Calculating angle for trajectory with exit position not at 0,0

[xal]

I'd like to calculate the angle to shoot a projectile from a cannon in order to hit a target. However, the position that the projectile will be exiting from will not be at 0, 0 -- it will vary according to the angle of the cannon itself. The projectile will be exiting from the tip of the cannon, but the cannon will be rotated about a different point (both points, as well as the target position, will be on the same plane though).

If the projectile was exiting from 0, 0, then I could use this:
$$\tan \left( \theta \right) ={\frac {{{\it v0}}^{2}+\mbox {{\tt `\&+-`} } \left( \sqrt {{{\it v0}}^{4}-{g}^{2}{x}^{2}-2\,gy{{\it v0}}^{2}} \right) }{gx}}$$

However, in this case, I was considering replacing $$x$$ and $$y$$ with $$x-l\cos \left( \theta \right)$$ and $$y-l\sin \left( \theta \right)$$ respectively, where $$l$$ would be the distance away the tip.

That results in this:
$$\tan \left( \theta \right) ={\frac {{{\it v0}}^{2}+\sqrt {{{\it v0}}^{ 4}-g \left( g \left( x-l\cos \left( \theta \right) \right) ^{2}+2\, \left( y-l\sin \left( \theta \right) \right) {{\it v0}}^{2} \right) }}{g \left( x-l\cos \left( \theta \right) \right) }}$$

Different form:
$$-1/2\,{\frac {g \left( x-l\cos \left( \theta \right) \right) ^{2} \left( \tan \left( \theta \right) \right) ^{2}}{{v}^{2}}}+x\tan \left( \theta \right) -1/2\,{\frac {g \left( x-l\cos \left( \theta \right) \right) ^{2}}{{v}^{2}}}-y+l\sin \left( \theta \right) =0$$

But I am not sure if this is a way to do it, and I am not sure to go about solving for the angle either.

 

[Nate810]

Any help would be greatly appreciated! The above equation can be solved for theta by using the Quadratic Formula. Specifically, you can rearrange the equation to the form ax^2 + bx + c = 0 and then solve for x. Once you have x, you can take its inverse tangent to find the angle theta.

 

[kerimek]

I would first suggest verifying the equations and assumptions used in the calculations. It is important to ensure that the equations accurately represent the physical system being studied.

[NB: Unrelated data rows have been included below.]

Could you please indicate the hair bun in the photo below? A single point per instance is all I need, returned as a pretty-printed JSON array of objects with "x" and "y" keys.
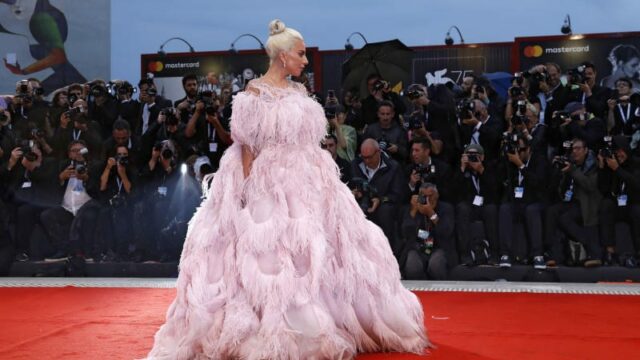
[{"x": 276, "y": 27}]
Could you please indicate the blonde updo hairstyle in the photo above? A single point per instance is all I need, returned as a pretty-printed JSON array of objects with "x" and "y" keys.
[{"x": 281, "y": 38}]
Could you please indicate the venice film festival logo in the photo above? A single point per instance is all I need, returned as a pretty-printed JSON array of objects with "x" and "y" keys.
[{"x": 533, "y": 51}]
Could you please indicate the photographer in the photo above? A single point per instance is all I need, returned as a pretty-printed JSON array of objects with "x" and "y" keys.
[
  {"x": 28, "y": 179},
  {"x": 102, "y": 107},
  {"x": 74, "y": 124},
  {"x": 384, "y": 175},
  {"x": 8, "y": 139},
  {"x": 208, "y": 133},
  {"x": 583, "y": 125},
  {"x": 330, "y": 144},
  {"x": 71, "y": 226},
  {"x": 167, "y": 127},
  {"x": 127, "y": 107},
  {"x": 390, "y": 136},
  {"x": 623, "y": 117},
  {"x": 553, "y": 95},
  {"x": 380, "y": 91},
  {"x": 344, "y": 134},
  {"x": 525, "y": 121},
  {"x": 161, "y": 177},
  {"x": 478, "y": 190},
  {"x": 121, "y": 136},
  {"x": 523, "y": 199},
  {"x": 585, "y": 90},
  {"x": 150, "y": 105},
  {"x": 478, "y": 127},
  {"x": 187, "y": 105},
  {"x": 576, "y": 214},
  {"x": 426, "y": 169},
  {"x": 427, "y": 227},
  {"x": 116, "y": 190},
  {"x": 619, "y": 182}
]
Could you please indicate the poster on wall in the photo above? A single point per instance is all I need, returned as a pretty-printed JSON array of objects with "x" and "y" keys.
[
  {"x": 214, "y": 70},
  {"x": 614, "y": 55},
  {"x": 58, "y": 42}
]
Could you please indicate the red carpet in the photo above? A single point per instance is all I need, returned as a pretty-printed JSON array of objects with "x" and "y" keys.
[{"x": 117, "y": 323}]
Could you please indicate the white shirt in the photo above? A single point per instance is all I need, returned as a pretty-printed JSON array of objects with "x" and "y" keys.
[{"x": 74, "y": 196}]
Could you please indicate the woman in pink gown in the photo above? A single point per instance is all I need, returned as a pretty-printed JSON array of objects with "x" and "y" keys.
[{"x": 279, "y": 261}]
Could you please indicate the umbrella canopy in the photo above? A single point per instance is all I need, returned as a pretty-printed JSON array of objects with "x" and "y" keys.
[{"x": 389, "y": 59}]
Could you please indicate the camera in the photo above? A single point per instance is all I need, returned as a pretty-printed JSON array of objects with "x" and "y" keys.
[
  {"x": 576, "y": 75},
  {"x": 26, "y": 146},
  {"x": 509, "y": 143},
  {"x": 98, "y": 90},
  {"x": 117, "y": 200},
  {"x": 383, "y": 142},
  {"x": 37, "y": 133},
  {"x": 414, "y": 122},
  {"x": 206, "y": 96},
  {"x": 465, "y": 109},
  {"x": 368, "y": 192},
  {"x": 519, "y": 117},
  {"x": 425, "y": 241},
  {"x": 380, "y": 85},
  {"x": 122, "y": 160},
  {"x": 80, "y": 167},
  {"x": 608, "y": 150}
]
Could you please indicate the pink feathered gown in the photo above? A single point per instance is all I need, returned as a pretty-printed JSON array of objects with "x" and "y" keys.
[{"x": 284, "y": 264}]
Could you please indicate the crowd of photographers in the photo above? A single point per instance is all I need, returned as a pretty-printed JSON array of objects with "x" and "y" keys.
[
  {"x": 546, "y": 175},
  {"x": 102, "y": 174}
]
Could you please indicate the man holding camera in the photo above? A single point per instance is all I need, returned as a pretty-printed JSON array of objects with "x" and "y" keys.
[
  {"x": 379, "y": 91},
  {"x": 427, "y": 227},
  {"x": 102, "y": 107},
  {"x": 427, "y": 169},
  {"x": 28, "y": 179},
  {"x": 523, "y": 199},
  {"x": 478, "y": 190},
  {"x": 71, "y": 226},
  {"x": 150, "y": 105},
  {"x": 390, "y": 136},
  {"x": 382, "y": 174},
  {"x": 578, "y": 123},
  {"x": 623, "y": 117},
  {"x": 161, "y": 177},
  {"x": 187, "y": 105},
  {"x": 207, "y": 131},
  {"x": 576, "y": 215},
  {"x": 478, "y": 127},
  {"x": 586, "y": 91},
  {"x": 619, "y": 182},
  {"x": 116, "y": 186}
]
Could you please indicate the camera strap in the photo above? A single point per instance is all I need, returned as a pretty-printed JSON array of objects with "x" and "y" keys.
[
  {"x": 622, "y": 115},
  {"x": 76, "y": 135}
]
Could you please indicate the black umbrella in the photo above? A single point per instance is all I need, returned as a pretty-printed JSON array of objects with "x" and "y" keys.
[{"x": 389, "y": 59}]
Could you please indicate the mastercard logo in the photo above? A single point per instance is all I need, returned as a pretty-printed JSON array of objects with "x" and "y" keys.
[
  {"x": 155, "y": 66},
  {"x": 533, "y": 51}
]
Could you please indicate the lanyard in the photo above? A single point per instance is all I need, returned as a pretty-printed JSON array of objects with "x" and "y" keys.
[
  {"x": 211, "y": 131},
  {"x": 76, "y": 136},
  {"x": 476, "y": 183},
  {"x": 625, "y": 118},
  {"x": 119, "y": 182}
]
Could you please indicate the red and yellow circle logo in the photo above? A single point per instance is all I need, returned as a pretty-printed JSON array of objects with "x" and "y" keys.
[
  {"x": 533, "y": 51},
  {"x": 155, "y": 66}
]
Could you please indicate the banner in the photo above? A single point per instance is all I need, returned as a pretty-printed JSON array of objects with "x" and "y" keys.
[
  {"x": 59, "y": 42},
  {"x": 213, "y": 69},
  {"x": 614, "y": 55}
]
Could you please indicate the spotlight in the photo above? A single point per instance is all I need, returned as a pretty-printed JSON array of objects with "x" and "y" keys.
[{"x": 566, "y": 27}]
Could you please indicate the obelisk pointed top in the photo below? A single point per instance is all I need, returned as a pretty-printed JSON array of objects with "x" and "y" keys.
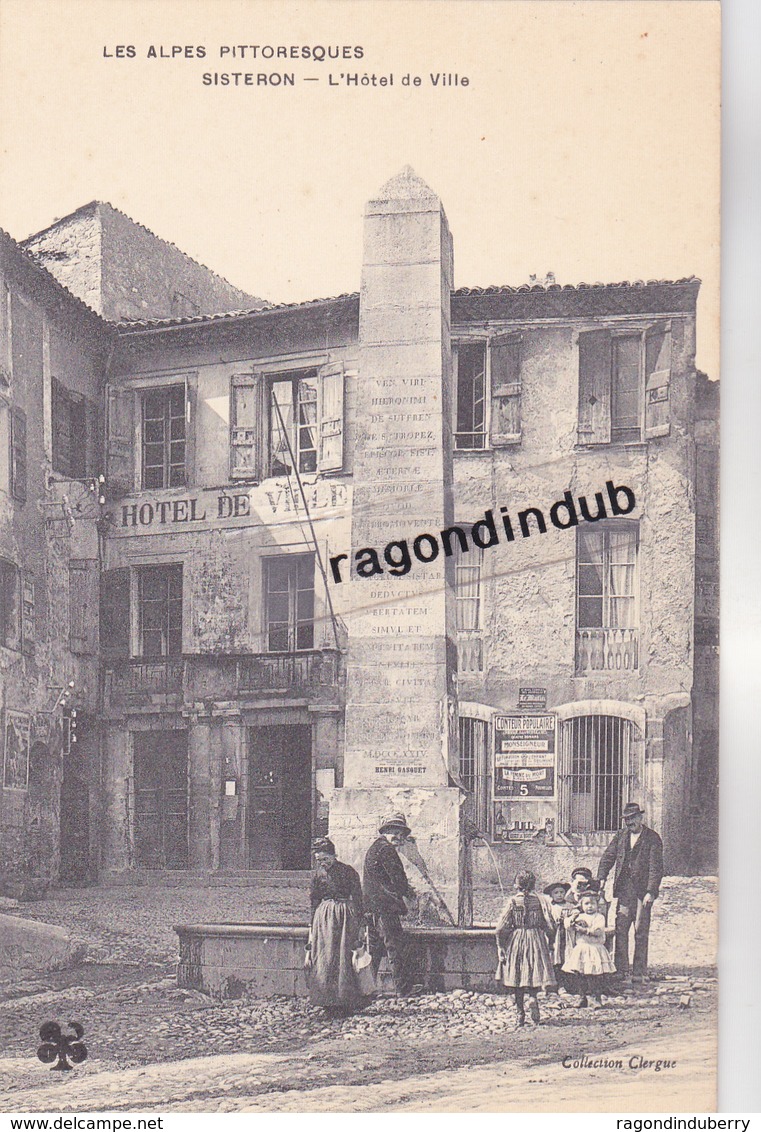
[{"x": 408, "y": 187}]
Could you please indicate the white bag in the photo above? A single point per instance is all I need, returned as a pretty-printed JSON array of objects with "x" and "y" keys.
[{"x": 362, "y": 965}]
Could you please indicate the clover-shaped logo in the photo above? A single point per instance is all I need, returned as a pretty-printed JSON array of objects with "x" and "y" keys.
[{"x": 63, "y": 1046}]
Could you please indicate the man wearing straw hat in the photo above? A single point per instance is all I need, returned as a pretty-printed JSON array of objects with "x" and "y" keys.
[
  {"x": 638, "y": 855},
  {"x": 385, "y": 888}
]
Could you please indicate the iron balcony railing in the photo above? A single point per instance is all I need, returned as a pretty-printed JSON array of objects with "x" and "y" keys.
[{"x": 142, "y": 682}]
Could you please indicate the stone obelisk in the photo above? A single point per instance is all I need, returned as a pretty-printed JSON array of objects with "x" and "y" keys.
[{"x": 401, "y": 712}]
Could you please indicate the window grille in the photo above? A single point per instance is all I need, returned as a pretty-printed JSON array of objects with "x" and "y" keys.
[
  {"x": 473, "y": 770},
  {"x": 596, "y": 772}
]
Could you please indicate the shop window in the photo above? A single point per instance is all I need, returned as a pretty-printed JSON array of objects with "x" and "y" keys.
[
  {"x": 160, "y": 610},
  {"x": 607, "y": 615},
  {"x": 473, "y": 770},
  {"x": 9, "y": 605},
  {"x": 469, "y": 608},
  {"x": 290, "y": 602},
  {"x": 160, "y": 791},
  {"x": 596, "y": 772},
  {"x": 164, "y": 437},
  {"x": 285, "y": 422},
  {"x": 69, "y": 432},
  {"x": 624, "y": 380}
]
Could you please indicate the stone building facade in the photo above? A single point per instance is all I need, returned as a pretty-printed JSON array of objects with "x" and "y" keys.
[
  {"x": 53, "y": 352},
  {"x": 511, "y": 678}
]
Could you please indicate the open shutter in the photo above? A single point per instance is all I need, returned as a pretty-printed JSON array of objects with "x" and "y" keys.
[
  {"x": 114, "y": 614},
  {"x": 247, "y": 426},
  {"x": 83, "y": 606},
  {"x": 120, "y": 440},
  {"x": 331, "y": 418},
  {"x": 595, "y": 387},
  {"x": 658, "y": 377},
  {"x": 18, "y": 454},
  {"x": 505, "y": 362}
]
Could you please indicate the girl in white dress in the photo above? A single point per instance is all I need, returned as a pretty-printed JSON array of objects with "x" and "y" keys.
[{"x": 587, "y": 955}]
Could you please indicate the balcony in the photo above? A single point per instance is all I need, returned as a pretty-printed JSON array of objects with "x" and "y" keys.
[
  {"x": 130, "y": 683},
  {"x": 288, "y": 671},
  {"x": 136, "y": 683},
  {"x": 606, "y": 651}
]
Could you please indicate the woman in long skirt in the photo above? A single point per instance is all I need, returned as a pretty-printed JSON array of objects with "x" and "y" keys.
[
  {"x": 524, "y": 929},
  {"x": 338, "y": 927}
]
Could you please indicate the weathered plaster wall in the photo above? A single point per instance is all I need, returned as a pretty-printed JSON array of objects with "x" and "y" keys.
[
  {"x": 529, "y": 585},
  {"x": 36, "y": 538}
]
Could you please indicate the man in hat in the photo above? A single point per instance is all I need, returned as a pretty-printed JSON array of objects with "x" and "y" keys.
[
  {"x": 385, "y": 886},
  {"x": 638, "y": 856}
]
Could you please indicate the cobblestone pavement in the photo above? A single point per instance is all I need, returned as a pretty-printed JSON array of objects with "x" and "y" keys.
[{"x": 157, "y": 1046}]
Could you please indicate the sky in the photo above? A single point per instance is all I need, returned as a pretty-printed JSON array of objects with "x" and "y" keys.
[{"x": 584, "y": 143}]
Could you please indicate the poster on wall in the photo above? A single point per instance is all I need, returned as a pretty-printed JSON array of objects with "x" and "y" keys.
[
  {"x": 524, "y": 756},
  {"x": 16, "y": 762}
]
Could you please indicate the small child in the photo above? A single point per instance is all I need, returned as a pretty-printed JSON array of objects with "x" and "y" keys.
[
  {"x": 587, "y": 955},
  {"x": 558, "y": 909}
]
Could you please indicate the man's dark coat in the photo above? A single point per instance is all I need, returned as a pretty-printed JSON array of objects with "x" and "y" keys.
[
  {"x": 646, "y": 863},
  {"x": 384, "y": 880}
]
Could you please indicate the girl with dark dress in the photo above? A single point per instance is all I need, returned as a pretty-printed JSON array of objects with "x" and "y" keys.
[
  {"x": 338, "y": 927},
  {"x": 524, "y": 929}
]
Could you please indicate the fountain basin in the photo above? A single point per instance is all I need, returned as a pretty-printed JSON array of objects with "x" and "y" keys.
[{"x": 264, "y": 960}]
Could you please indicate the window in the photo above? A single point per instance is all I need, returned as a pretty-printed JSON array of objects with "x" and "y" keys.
[
  {"x": 470, "y": 362},
  {"x": 293, "y": 425},
  {"x": 164, "y": 437},
  {"x": 473, "y": 772},
  {"x": 69, "y": 425},
  {"x": 468, "y": 608},
  {"x": 624, "y": 380},
  {"x": 475, "y": 418},
  {"x": 9, "y": 606},
  {"x": 290, "y": 602},
  {"x": 287, "y": 422},
  {"x": 160, "y": 610},
  {"x": 596, "y": 772},
  {"x": 607, "y": 615}
]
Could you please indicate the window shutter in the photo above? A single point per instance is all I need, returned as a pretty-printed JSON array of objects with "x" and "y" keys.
[
  {"x": 10, "y": 620},
  {"x": 83, "y": 606},
  {"x": 331, "y": 418},
  {"x": 93, "y": 465},
  {"x": 114, "y": 614},
  {"x": 28, "y": 617},
  {"x": 505, "y": 361},
  {"x": 595, "y": 387},
  {"x": 120, "y": 440},
  {"x": 657, "y": 376},
  {"x": 247, "y": 420},
  {"x": 18, "y": 454}
]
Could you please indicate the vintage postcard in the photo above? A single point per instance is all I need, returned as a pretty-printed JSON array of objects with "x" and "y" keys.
[{"x": 359, "y": 556}]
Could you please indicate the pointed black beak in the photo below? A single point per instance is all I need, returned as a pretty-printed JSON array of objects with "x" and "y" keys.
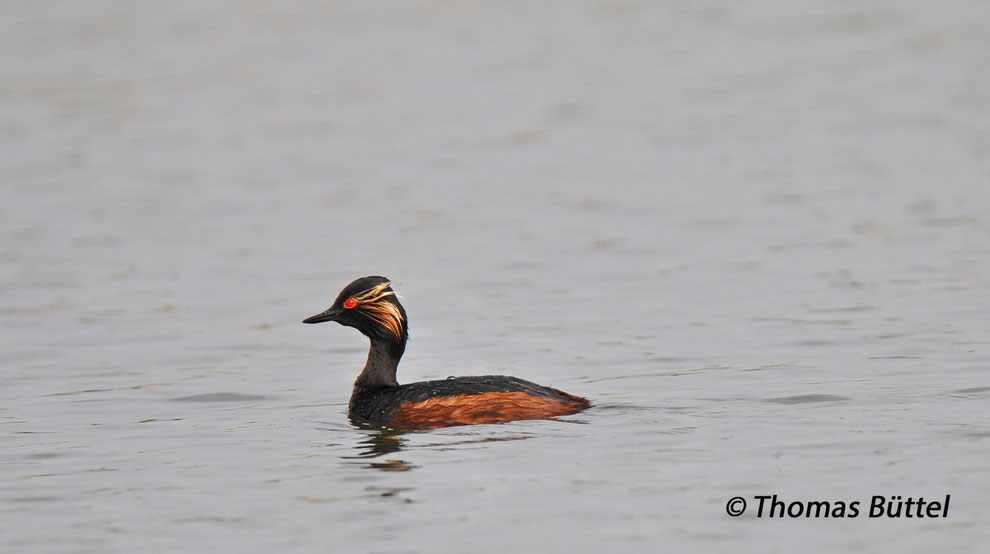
[{"x": 329, "y": 315}]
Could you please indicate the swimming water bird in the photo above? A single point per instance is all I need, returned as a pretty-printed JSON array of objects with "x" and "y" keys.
[{"x": 370, "y": 305}]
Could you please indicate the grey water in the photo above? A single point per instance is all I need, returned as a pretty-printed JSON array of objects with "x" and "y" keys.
[{"x": 755, "y": 235}]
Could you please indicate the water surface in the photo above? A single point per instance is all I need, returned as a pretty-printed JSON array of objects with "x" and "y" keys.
[{"x": 755, "y": 236}]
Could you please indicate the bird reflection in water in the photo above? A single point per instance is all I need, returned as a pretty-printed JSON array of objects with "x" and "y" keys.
[{"x": 381, "y": 441}]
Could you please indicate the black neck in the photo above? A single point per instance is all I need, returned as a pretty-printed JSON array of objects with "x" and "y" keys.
[{"x": 383, "y": 360}]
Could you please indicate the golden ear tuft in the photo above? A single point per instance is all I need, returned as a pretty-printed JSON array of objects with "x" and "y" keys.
[{"x": 384, "y": 313}]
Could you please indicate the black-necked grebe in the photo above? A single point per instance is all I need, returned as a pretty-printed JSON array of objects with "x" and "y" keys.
[{"x": 370, "y": 305}]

Assuming the equations are correct, the next step would be to solve for the angle using mathematical methods such as substitution or graphical methods. It may also be helpful to plot the trajectory of the projectile and the position of the cannon to visually understand the problem and potential solutions.

Additionally, it may be useful to consider the effects of air resistance and other external factors on the trajectory of the projectile. These factors could affect the accuracy of the calculated angle and should be taken into account in the analysis.

Overall, the key is to approach the problem systematically and accurately, using appropriate equations and methods to solve for the desired angle.